先ごろ亡くなったポール・オースターが原作・脚本で参加した映画『Smoke (1995)』を、思うところあって配信で再見しました。ハーヴェイ・カイテルとウィリアム・ハートが共演する、ウェイン・ワン監督作品ですね。
昔観たときには、「群像劇っぽいところは良いけど、人間関係の薄さ・冷淡さみたいなものがなんだか前面に出すぎている感じもする」、なとど思ったように記憶しています。人情ものでありながら、どこか覚めている感じ、とでも言いますか……。そういうところに、少し違和感を覚えたのかもしれません。
でも、例のごとく細部はすっかり忘れていました。今回見直してみて、むしろこの距離感こそが絶妙だなと思えました。また、当時は私自身もスモーカーだったせいか(だいぶ前にやめていますが)、別に感じなかったのですが、作中でこんなに絶え間なくタバコをふかしていたんだったっけ、と思ってしまいました。そう思って観ると、登場人物たちが吐き出す「スモーク」こそが、彼らの、ずったりべったりにはならない絶妙な、都市空間的な距離感を際立たせているようにも思えてきます。
4000日にもわたって同じ場所の写真を撮っているという主人公の、控えめな芸術観も素晴らしいですね。反復することによって差異が際立っていくという、まさにアートの基本をなす実践です。そのあたりにも、今となってはすこぶる共感できます。終盤に主人公が語る若い頃の物語を、エンドロールでモノクロ映像で見せるのですが、これもどこか洒落た演出です。語られた物語が、本当に若き日の話だったのかどうかと、そんな微笑ましい疑問を抱かせる終わり方です。

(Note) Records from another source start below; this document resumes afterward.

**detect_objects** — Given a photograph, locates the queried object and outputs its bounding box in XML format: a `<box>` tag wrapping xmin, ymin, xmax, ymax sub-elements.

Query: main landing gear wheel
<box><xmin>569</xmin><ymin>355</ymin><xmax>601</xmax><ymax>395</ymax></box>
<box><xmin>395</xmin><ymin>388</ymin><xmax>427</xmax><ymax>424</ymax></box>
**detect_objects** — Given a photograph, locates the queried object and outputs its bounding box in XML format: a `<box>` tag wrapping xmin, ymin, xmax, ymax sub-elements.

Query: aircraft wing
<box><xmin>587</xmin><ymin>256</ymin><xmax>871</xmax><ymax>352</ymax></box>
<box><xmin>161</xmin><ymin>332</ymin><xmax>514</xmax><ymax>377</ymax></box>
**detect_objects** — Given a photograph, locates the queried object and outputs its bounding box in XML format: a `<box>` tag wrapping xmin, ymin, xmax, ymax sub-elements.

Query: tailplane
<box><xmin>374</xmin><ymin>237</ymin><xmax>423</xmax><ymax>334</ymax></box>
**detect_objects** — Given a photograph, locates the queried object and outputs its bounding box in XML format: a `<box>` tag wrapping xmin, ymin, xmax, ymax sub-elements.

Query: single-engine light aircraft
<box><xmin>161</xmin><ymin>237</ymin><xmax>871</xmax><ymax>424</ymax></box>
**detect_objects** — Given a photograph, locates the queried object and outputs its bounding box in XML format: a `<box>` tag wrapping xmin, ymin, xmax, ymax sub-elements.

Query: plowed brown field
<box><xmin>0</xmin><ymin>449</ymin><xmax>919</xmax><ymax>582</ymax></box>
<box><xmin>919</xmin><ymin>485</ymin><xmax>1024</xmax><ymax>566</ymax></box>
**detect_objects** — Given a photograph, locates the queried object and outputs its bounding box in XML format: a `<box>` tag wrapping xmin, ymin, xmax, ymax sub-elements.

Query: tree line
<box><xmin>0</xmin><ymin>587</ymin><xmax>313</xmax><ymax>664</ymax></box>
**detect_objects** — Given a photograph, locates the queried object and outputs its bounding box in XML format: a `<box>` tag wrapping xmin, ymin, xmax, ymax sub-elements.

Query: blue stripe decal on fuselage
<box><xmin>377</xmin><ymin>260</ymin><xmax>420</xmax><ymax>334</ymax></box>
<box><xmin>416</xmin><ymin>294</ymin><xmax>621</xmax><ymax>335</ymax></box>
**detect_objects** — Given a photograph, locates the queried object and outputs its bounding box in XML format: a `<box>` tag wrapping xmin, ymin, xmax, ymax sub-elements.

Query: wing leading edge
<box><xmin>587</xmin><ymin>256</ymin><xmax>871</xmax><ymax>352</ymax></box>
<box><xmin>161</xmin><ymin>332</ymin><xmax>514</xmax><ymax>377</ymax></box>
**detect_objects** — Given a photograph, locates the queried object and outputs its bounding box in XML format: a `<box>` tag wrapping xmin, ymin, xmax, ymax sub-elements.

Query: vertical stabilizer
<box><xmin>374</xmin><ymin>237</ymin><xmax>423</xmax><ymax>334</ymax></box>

そんなこんなで、この作品は以前よりも、個人的評価が高まったような気がします。観る側の変化ということなのですけど、こういうことがあるので、再見、再読も捨てがたいわけです。その上で、ポール・オースターについてはこれまでちゃんと読んだことがなかったので、あらためて少し読みかじってみようかしらと思いました。